Example: One place that many people have seen this type of gradual rollout is with Slack. If you're part of multiple Slack teams, you may notice that notifications of new features show up earlier for some teams than others, because Slack rolls out new features gradually, rather than all at once. This is an important way to make sure potentially performance-impacting bugs haven't accidentally been deployed to production. Sometimes performance issues with new code only show up when a large number of users get access and begin to use them. Catching issues like this before they’re rolled out to the entire userbase allows you to address them before they create a potentially catastrophic failure of the application.
Observing metrics impact
Similarly to how feature flags can be used to measure the performance impact of new features or bug fixes, if there are other important metrics that the SRE team needs to monitor, using feature flags to enable and disable new functionality can support this as well.

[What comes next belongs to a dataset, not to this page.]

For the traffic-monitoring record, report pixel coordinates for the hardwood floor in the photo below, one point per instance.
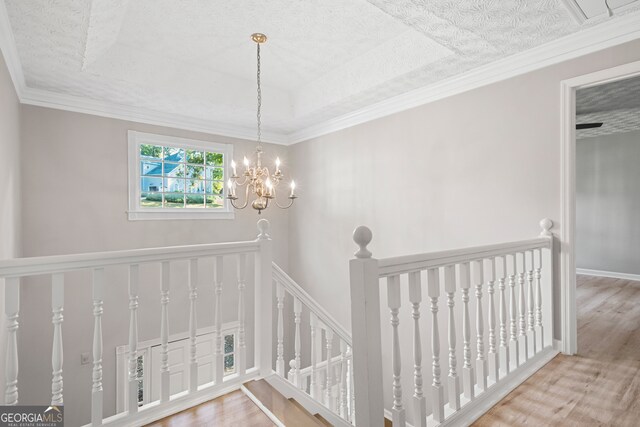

Whether you're trying to monitor usage, load on your infrastructure, loading time for a specific portion of the application, or any of the other metrics that you’re tracking, measuring these metrics before and after a feature flag is flipped can give you a very precise look into how the functionality enabled by the feature flag affects these metrics.
Example: If your SRE team has been receiving reports or seeing in your monitoring that the portion of your application where a user views information about their account has been performing slowly the last few weeks, this is probably something you would want to look into. If your team has put most of the features on this page behind feature flags, you can disable specific features and see whether the performance of this page improves before turning them back on. Once a specific feature or combination of features being disabled shows a significant performance improvement, you know where you need to look for the underlying issue. Without feature flags, this sort of testing could involve tedious back-and-forth discussion between the SRE and development teams. Feature flags allow each team to move faster and accomplish their work more independently.

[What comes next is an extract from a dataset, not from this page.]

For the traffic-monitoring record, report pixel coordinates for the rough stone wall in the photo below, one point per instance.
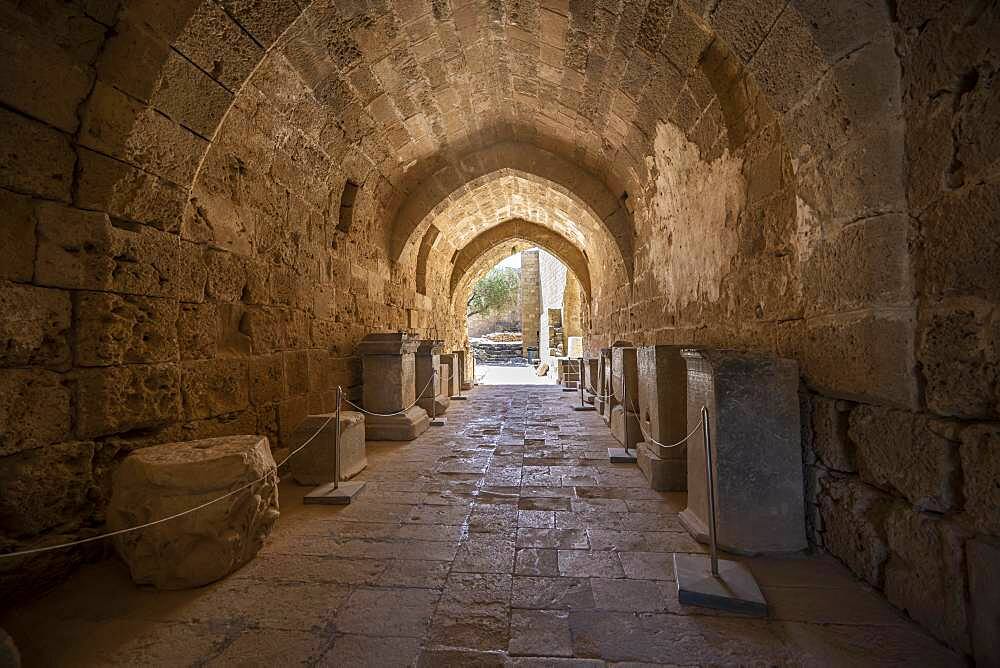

Feature flags empower the SRE team to do their job more effectively, monitor the metrics they need to monitor, and ensure their work to optimize and maintain the performance and stability of the application doesn't interfere with the developers' new features and bug fixes.
Wrapping Up
While feature flags are often thought of as a tool for developers that allows them to develop incrementally, SRE teams can use feature flags as well. SRE teams can leverage feature flags to help them debug variances in important metrics, perform gradual rollouts of new features to ensure a smooth experience for users, and help them observe changes to other metrics important to their application.
As the overall goal of any SRE team is to make their application more performant and stable using whatever tools they need, feature flags can be a powerful tool in that toolbox.